I worked with a teacher once who had a student that in hindsight was probably autistic. She couldn't stand the behaviors he exhibited and said when students would say "I hate you" to him she encouraged it because she wished she could say those words. I was appalled. That student was sent to my class one day when he was acting up for a sub and I had a talk with my students beforehand. Look, he's going to part of our class today and we are going to treat him like a member of our class. They were doing a group project and he gave an answer to the problem. One of my students said "you are really smart". I could see it on his face, he was so happy to finally be accepted. You set the tone.

2) Ask for help when you need it. This was incredibly difficult for me. I have been teaching for 18 years. We got a new principal last year and I didn't want his impression of me to be a high-maintenance teacher who couldn't handle her class. I had colleagues making comments about they would never let a student act like that in their class. It got to the point where I was literally losing hours of instruction every day. I needed help. 
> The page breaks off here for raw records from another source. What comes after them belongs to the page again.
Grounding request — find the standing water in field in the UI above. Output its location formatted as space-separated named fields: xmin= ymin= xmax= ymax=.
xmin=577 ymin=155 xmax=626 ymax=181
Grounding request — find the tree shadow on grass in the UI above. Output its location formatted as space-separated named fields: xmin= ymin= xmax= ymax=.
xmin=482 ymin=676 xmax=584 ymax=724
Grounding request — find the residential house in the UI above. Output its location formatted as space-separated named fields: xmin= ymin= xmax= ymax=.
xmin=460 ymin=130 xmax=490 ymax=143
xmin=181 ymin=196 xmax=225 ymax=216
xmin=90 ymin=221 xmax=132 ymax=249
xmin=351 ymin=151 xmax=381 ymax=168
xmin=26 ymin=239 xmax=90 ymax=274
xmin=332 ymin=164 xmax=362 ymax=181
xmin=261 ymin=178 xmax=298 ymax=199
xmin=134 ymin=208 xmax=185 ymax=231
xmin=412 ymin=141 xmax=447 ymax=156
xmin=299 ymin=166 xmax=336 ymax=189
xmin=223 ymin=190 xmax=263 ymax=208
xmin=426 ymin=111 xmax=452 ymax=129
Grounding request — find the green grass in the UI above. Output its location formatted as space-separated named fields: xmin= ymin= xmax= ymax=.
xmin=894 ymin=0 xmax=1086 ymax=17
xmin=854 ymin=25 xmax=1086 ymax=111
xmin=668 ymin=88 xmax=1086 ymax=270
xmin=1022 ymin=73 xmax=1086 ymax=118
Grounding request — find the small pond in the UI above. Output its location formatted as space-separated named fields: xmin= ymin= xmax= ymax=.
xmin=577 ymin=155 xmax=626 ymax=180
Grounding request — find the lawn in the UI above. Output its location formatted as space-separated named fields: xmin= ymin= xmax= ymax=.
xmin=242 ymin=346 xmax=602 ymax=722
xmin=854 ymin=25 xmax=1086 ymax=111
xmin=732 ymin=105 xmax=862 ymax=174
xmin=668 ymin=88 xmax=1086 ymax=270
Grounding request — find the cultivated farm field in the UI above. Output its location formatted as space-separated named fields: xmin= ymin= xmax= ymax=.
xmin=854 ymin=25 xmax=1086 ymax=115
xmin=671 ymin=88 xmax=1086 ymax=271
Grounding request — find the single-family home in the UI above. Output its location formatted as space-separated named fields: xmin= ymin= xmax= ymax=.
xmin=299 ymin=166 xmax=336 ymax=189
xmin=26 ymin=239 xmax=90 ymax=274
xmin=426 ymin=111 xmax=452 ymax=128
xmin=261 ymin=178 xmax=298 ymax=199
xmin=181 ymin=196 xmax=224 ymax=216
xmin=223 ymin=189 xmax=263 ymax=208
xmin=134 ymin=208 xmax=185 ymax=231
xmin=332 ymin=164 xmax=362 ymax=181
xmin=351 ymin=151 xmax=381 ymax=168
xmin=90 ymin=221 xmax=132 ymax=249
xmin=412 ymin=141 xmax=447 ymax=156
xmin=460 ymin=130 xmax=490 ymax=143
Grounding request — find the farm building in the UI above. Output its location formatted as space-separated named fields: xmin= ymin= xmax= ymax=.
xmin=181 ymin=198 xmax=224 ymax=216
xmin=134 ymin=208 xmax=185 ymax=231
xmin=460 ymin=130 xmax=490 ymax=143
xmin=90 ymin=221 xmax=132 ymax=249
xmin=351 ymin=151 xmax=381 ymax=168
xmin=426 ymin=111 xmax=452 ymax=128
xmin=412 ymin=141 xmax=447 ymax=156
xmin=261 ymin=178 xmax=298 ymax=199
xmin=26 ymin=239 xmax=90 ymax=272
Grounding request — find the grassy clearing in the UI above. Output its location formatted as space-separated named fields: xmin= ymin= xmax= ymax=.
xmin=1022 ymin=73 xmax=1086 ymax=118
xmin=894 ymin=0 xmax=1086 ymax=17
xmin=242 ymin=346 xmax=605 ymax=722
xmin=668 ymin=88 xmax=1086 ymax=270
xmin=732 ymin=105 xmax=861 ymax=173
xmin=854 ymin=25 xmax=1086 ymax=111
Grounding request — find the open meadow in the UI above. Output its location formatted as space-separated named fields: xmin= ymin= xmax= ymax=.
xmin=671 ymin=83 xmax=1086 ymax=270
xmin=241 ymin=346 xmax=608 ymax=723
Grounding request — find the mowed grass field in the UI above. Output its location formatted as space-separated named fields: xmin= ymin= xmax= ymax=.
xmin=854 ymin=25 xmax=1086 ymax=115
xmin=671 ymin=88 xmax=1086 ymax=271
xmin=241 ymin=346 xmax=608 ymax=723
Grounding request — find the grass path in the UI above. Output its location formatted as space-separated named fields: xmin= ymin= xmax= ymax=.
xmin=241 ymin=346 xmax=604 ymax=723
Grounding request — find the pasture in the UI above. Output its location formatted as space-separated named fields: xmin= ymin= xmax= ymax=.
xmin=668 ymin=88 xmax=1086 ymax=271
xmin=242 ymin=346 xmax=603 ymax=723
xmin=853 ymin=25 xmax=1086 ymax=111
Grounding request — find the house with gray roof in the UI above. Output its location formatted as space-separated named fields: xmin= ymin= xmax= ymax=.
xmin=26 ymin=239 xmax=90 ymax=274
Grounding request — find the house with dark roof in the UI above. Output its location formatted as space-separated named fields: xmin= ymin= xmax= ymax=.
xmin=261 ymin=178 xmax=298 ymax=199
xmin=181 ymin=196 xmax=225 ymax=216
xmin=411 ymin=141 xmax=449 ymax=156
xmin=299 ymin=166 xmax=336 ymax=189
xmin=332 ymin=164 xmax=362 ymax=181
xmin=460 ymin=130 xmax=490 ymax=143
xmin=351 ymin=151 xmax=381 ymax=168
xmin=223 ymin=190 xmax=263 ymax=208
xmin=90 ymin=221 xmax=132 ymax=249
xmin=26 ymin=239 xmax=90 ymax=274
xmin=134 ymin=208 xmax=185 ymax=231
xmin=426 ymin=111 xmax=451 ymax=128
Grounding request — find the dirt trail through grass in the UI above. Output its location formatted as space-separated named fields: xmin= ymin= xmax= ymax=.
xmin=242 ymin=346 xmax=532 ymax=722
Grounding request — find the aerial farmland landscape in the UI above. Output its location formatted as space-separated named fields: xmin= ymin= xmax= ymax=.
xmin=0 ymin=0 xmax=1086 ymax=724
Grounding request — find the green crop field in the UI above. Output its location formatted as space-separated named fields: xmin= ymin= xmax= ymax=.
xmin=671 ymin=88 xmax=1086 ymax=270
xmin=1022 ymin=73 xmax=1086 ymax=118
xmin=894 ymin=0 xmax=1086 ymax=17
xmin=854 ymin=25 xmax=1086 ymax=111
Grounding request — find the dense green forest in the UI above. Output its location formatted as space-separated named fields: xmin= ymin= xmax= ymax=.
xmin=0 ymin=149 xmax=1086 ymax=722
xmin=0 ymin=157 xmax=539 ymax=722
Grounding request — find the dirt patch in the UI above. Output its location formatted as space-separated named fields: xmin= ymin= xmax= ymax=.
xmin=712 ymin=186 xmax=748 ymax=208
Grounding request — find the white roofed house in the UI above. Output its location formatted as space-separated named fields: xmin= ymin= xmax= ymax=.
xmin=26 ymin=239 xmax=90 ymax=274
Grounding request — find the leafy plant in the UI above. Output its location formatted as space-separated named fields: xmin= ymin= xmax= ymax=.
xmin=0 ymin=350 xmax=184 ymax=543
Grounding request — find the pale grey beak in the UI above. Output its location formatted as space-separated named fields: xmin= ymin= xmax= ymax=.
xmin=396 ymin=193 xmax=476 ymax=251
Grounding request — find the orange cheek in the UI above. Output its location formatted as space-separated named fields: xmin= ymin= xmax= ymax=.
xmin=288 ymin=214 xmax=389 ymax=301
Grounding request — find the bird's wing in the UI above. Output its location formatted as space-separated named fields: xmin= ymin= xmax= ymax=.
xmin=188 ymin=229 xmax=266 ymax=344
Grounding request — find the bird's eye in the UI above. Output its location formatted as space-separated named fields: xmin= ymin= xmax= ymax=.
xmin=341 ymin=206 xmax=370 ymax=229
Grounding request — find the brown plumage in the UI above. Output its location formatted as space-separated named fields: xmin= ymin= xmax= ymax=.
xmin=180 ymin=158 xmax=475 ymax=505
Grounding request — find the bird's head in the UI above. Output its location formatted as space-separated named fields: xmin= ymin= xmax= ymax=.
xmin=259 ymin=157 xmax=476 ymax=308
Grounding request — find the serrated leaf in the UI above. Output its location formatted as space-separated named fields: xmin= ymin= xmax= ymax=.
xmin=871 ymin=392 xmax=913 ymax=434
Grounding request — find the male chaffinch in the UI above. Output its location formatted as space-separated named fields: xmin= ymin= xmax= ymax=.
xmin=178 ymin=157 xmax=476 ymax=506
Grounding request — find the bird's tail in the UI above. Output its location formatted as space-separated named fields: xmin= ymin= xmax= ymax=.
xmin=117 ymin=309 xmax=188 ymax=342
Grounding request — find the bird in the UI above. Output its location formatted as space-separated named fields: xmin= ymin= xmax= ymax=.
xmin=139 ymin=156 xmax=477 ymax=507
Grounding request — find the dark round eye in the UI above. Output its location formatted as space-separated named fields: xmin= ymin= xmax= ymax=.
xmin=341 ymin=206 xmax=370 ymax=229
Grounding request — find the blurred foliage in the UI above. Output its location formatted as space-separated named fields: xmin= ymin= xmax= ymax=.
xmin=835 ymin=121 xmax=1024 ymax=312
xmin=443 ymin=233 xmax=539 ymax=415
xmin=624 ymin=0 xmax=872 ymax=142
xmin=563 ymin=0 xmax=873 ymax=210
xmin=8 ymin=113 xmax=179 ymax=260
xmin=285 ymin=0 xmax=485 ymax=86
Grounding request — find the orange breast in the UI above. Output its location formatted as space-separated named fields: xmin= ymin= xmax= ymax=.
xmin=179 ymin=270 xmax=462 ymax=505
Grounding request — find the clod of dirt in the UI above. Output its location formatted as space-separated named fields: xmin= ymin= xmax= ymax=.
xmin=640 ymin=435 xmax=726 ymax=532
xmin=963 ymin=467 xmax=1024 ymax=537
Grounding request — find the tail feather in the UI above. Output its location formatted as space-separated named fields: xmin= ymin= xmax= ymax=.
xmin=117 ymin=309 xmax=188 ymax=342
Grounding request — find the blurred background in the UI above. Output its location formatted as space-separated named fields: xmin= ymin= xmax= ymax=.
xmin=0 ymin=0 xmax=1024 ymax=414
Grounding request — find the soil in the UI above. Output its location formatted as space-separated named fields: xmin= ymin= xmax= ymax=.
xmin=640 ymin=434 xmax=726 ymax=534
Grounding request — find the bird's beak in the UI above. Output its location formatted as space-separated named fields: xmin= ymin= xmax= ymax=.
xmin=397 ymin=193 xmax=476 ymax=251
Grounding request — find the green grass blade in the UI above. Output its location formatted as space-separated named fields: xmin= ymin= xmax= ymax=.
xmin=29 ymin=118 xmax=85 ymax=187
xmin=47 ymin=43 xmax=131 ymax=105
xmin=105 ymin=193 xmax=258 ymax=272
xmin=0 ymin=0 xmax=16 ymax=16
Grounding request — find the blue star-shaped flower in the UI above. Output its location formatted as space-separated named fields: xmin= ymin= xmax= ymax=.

3) You can get through this. I see posts from teachers all the time quitting because of situations like this and I understand it. I really do. It's almost like being in an abusive relationship. You think to yourself-I don't deserve this. I show up every day and I just want to teach. But this too shall pass. Hang in there.

4) Be open to new ideas. I tried everything anyone suggested to me. At one point our diagnosticians said to just let him do what he wanted to do. He liked to play with legos and draw. I was against this at first. I thought if we just let him do what he wants and not requiring him to do the work the other kids were doing it wasn't fair. But you know what, as soon as we started doing that I could actually teach again. Everyone was more calm. We had these major outbursts 2-3 times per week instead of 2-3 times a day. I'm glad I had been convinced to try that.

5) Don't give up on them. Every behavior stems from a need. Our job is to figure out what that need is and try to fill it. 

I will say I sent a letter to my district leaders asking them to consider offering more training for these situations and to make the process easier. This student was with me for 6 months before testing was complete for a referral. There really should be an emergency process in place.